Pedro Martínez quitte Valence : adieu au projet et à lidentité orange

01 July 2026 Publié | Traduit de l'espagnol

L'annonce du départ de Pedro Martínez au Real Madrid a été une douche froide à la Fonteta. L'entraîneur, considéré comme une référence morale et l'architecte du style de jeu du Valencia Basket, quitte le navire. Pour les supporters, qui voyaient en lui la base du projet, son départ laisse un vide émotionnel et sportif difficile à combler. Désormais, le club doit reconstruire sa philosophie depuis les fondations.

Terrain du Valencia Basket la nuit, tribunes vides de La Fonteta, une chaise d'entraîneur renversée sur le bord du terrain, des éclats de verre orange brisés éparpillés sur le parquet, un tableau tactique blanc avec des schémas effacés ne montrant que de faibles lignes fantômes, un ballon de basket solitaire reposant près du banc, dégonflé, prise de vue dramatique en contre-plongée, contraste d'éclairage bleu froid et orange profond, rendu architectural photoréaliste, atmosphère abandonnée, particules de poussière en suspension dans les faisceaux de projecteurs, vide émotionnel visualisé à travers un environnement sportif technique, rendu cinématographique ultra-détaillé

Reconstruction tactique : l'algorithme de jeu que Martínez emporte 🏀

Le départ de Martínez oblige à réinitialiser la structure de jeu. Son système, basé sur une défense agressive et des transitions rapides, fonctionnait comme un algorithme de haute efficacité. Sans l'apport de l'entraîneur, l'équipe perd la logique de ses schémas offensifs et la synchronisation défensive. Le nouvel entraîneur devra implémenter un nouveau code tactique, redéfinissant les rôles et ajustant des variables comme le rythme et la prise de décision. Un processus qui, dans le meilleur des cas, prendra des mois.
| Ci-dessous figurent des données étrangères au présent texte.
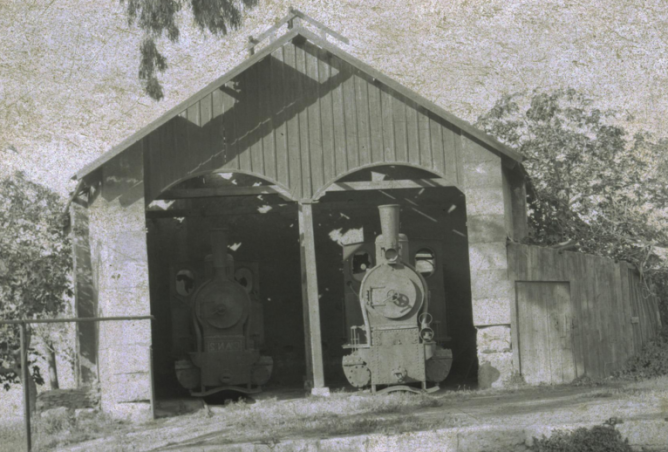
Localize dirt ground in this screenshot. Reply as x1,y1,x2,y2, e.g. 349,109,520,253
19,377,656,452
5,377,668,452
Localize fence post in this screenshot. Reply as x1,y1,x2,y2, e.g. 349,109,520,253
19,322,32,452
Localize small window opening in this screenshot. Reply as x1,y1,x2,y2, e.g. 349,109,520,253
176,270,195,297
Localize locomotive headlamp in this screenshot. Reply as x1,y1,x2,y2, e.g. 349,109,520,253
385,248,399,262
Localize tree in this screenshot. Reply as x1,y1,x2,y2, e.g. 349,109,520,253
477,89,668,287
0,172,72,389
120,0,258,100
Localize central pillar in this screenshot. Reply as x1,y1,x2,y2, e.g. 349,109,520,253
299,200,329,396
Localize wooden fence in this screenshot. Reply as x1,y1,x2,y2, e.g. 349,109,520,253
508,244,661,384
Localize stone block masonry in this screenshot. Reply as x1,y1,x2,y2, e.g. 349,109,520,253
88,146,151,421
461,135,519,389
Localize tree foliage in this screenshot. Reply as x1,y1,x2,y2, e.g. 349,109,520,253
120,0,258,100
477,89,668,275
0,172,72,389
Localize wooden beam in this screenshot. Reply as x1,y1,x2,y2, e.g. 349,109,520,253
159,185,290,200
159,179,457,200
325,179,457,192
299,202,329,395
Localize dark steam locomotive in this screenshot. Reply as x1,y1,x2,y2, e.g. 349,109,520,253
343,205,452,392
173,229,273,396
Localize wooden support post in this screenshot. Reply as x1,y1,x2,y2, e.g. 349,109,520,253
299,201,329,396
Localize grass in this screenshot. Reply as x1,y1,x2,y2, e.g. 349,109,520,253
0,418,26,450
194,393,462,442
0,413,126,452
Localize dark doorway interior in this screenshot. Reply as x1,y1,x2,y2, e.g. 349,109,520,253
147,195,305,398
314,187,477,387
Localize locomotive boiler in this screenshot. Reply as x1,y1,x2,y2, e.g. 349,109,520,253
175,229,273,397
342,205,452,392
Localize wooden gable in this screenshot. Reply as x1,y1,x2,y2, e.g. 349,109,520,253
144,40,460,200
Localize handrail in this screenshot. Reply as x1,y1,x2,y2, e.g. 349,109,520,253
0,315,155,452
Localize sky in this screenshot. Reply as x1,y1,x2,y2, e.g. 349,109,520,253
0,0,668,197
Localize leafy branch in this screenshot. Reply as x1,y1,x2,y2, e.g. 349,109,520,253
120,0,258,100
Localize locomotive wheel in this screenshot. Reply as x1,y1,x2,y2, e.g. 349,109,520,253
343,353,371,388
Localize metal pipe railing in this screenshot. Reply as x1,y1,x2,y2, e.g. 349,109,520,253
0,315,155,452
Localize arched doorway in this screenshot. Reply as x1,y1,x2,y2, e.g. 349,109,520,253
313,164,477,386
146,172,306,398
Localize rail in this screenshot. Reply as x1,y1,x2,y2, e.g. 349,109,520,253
0,315,155,452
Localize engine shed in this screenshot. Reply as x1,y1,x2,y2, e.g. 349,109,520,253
71,11,659,415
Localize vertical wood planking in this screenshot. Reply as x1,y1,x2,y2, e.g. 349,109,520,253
380,87,397,162
200,94,215,169
172,111,190,189
283,44,302,198
304,47,325,193
258,56,278,180
367,79,385,162
185,102,202,177
442,126,457,180
429,115,445,177
295,46,313,198
270,47,290,187
392,97,408,162
343,66,360,168
244,63,265,174
417,108,434,168
353,73,372,165
331,53,348,175
406,102,422,165
211,89,228,168
318,52,336,182
223,84,241,169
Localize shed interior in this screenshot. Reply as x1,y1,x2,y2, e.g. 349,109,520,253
147,166,477,398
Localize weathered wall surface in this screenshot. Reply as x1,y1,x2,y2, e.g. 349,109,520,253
88,146,151,419
462,137,518,389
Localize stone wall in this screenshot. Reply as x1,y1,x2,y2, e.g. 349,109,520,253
462,136,518,389
88,143,151,420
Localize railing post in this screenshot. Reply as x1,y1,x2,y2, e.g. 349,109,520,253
19,322,32,452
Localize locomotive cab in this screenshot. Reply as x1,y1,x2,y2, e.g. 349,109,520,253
343,205,452,392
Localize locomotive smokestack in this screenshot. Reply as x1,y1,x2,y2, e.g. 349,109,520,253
211,229,227,279
378,204,400,263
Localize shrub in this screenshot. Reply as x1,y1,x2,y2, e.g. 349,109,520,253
529,420,633,452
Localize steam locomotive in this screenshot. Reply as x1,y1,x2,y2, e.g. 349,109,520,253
342,205,452,392
172,229,273,397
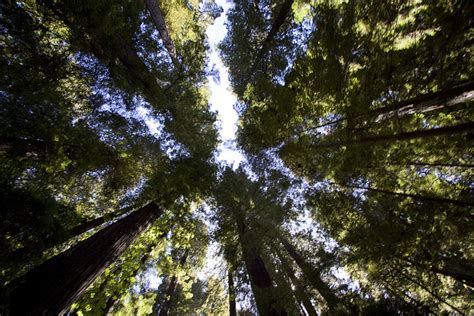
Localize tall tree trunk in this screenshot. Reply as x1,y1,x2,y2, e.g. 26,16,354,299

Le drame des supporters : entre le mouchoir et le manuel d'instructions 😢

Les supporters taronja pleurent le départ de leur leader, mais se demandent aussi si le club inclura un manuel d'instructions pour le nouvel entraîneur. Car, soyons honnêtes, le système de Martínez n'était pas plug-and-play. Il ne reste plus qu'à attendre pour voir si le remplaçant arrive avec la batterie chargée ou si, au contraire, il a besoin d'un cours intensif de Fonteta 101. En attendant, il faut se consoler avec le souvenir de ces moments où le ballon circulait comme sur des roulettes.